If only you knew how much it hurt to have friends try to keep me from going to a conference with them, because they were afraid that I would end up in the ER. The lack of trust in me and my decision making abilities was extremely disheartening.
If only you knew how hard I have to push myself to take nasty medications and endure more pain to try and eliminate pain.
If only you knew just how tired I am of fighting. Of taking handfuls of medications day in and day out. Being poked and prodded.
If only you knew how emotionally difficult it was for me to apply for a handicap placard. Seeing the word “Permanent” on the placard was just another reminder that this battle is not a sprint, but rather ultra-marathon. It is even harder to use it when I know I need it.
If only you knew the challenges of feeling like you are walking on a bed of coals while being stabbed, crushed, and frozen. Being able to walk while in excruciating pain is a skills, but walking without pain is a great blessing.
If only you knew how I much I wish I could escape from my shattered body, as I look back on the days when pain wasn’t forever. I wish I could go back to my former self. The girl that didn’t have to worry about the consequences of doing everyday tasks or hanging out with friends. The girl that could run like the wind whenever she pleased and dreamed of being a great basketball player.
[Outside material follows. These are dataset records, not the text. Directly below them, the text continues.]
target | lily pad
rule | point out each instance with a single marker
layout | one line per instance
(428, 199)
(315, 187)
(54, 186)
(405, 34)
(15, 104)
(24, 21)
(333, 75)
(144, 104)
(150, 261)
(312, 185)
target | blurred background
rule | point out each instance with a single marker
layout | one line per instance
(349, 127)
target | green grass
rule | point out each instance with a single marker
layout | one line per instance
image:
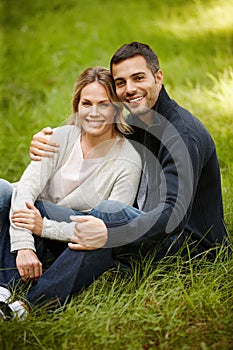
(45, 45)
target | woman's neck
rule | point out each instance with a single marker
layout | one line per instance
(96, 146)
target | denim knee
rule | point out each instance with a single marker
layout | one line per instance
(114, 213)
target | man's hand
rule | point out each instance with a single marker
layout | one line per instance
(40, 145)
(28, 265)
(29, 219)
(90, 233)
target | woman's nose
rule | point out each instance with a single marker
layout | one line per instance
(94, 111)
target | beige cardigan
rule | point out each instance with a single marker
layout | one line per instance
(116, 178)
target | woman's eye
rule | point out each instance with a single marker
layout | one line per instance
(86, 104)
(120, 83)
(104, 105)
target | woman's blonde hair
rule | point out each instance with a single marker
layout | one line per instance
(102, 76)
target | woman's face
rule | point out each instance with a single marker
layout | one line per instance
(96, 112)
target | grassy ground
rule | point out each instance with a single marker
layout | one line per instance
(45, 45)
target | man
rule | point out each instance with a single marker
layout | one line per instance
(180, 192)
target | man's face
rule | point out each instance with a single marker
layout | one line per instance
(136, 86)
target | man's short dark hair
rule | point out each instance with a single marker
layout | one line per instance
(136, 49)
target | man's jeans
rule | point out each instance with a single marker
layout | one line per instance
(71, 271)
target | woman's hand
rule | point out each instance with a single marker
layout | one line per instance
(29, 219)
(40, 145)
(28, 265)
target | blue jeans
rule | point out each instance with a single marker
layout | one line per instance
(70, 271)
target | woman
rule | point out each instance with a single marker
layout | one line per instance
(94, 163)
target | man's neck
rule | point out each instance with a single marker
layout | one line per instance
(147, 118)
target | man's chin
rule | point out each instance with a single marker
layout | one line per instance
(137, 109)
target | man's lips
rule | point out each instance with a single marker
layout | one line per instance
(134, 100)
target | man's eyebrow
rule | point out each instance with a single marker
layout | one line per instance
(132, 75)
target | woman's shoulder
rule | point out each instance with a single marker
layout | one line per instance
(64, 132)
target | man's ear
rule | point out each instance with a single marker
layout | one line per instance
(159, 76)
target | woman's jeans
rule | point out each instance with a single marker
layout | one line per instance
(71, 271)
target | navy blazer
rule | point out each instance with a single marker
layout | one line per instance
(182, 190)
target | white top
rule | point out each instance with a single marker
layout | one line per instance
(115, 178)
(71, 175)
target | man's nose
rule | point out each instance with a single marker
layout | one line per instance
(130, 87)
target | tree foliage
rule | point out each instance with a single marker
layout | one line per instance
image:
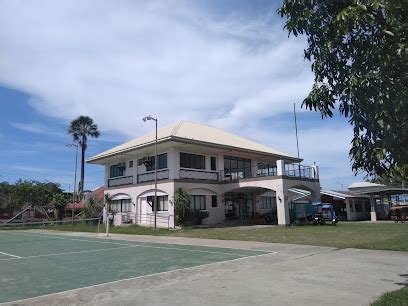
(359, 58)
(59, 202)
(182, 201)
(80, 129)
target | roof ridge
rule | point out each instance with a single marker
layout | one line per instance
(177, 127)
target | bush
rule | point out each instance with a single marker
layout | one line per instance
(182, 211)
(93, 208)
(59, 202)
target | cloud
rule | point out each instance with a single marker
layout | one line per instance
(119, 61)
(35, 128)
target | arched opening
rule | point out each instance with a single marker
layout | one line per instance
(300, 201)
(250, 205)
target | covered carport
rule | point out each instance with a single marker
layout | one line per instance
(377, 194)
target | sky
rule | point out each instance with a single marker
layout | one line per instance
(228, 64)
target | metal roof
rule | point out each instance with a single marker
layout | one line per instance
(185, 131)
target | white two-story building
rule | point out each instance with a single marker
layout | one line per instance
(228, 176)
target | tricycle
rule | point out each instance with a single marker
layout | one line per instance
(324, 212)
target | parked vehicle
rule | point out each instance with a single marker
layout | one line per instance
(399, 213)
(324, 212)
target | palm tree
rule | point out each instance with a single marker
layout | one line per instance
(80, 128)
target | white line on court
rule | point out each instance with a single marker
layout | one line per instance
(140, 277)
(67, 253)
(141, 245)
(11, 255)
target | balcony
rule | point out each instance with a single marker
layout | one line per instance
(299, 171)
(120, 181)
(290, 170)
(198, 175)
(149, 176)
(247, 173)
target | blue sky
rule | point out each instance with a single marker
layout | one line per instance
(224, 63)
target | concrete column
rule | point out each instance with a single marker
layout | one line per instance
(254, 168)
(373, 211)
(282, 204)
(107, 169)
(348, 209)
(280, 167)
(315, 171)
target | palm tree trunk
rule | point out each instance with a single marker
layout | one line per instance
(83, 148)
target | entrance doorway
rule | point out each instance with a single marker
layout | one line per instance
(239, 206)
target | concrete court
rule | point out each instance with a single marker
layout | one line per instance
(295, 274)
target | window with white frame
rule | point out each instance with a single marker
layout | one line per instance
(123, 205)
(162, 202)
(266, 202)
(117, 170)
(198, 202)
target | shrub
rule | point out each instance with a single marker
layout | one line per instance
(182, 211)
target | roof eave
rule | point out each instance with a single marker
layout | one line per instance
(97, 158)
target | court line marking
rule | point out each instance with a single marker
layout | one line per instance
(11, 255)
(112, 238)
(145, 246)
(67, 253)
(137, 277)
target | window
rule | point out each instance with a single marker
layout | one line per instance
(214, 201)
(266, 202)
(367, 206)
(198, 203)
(150, 164)
(117, 170)
(359, 206)
(213, 163)
(237, 167)
(162, 202)
(192, 161)
(266, 170)
(123, 205)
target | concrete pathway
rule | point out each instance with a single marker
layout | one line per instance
(295, 275)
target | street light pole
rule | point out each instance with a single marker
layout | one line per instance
(155, 172)
(76, 166)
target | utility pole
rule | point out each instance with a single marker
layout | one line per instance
(155, 171)
(297, 139)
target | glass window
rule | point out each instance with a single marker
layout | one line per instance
(266, 202)
(123, 205)
(213, 163)
(237, 167)
(150, 164)
(117, 170)
(162, 202)
(198, 202)
(214, 201)
(192, 161)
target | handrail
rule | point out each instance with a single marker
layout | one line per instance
(198, 174)
(120, 181)
(149, 176)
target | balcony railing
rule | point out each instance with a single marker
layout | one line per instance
(245, 173)
(149, 176)
(198, 175)
(300, 171)
(120, 181)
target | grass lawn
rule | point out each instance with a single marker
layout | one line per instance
(376, 236)
(394, 298)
The girl who didn’t have to watch her hair fall out in clumps and who didn’t have to hear the small screams of children or the shocked eyes of doctors and nurses when her legs turned.
So the next time you volunteer to take my pain from me, please remember this. My pain is like nothing you could ever possibly imagine. Because I know this, I’d never let you take this pain. Not even for five minutes. No one could last a lifetime in this body. A lifetime of fear of what is going to malfunction next because something is always malfunctioning. I scream on this rollercoaster of pain that no one can seem to get me off. The emergency brakes have long since broke. Even if you think you could bear it, I’m here to tell you that you can’t, because truly even the people with the disease can’t stand it. No one can. If only you knew.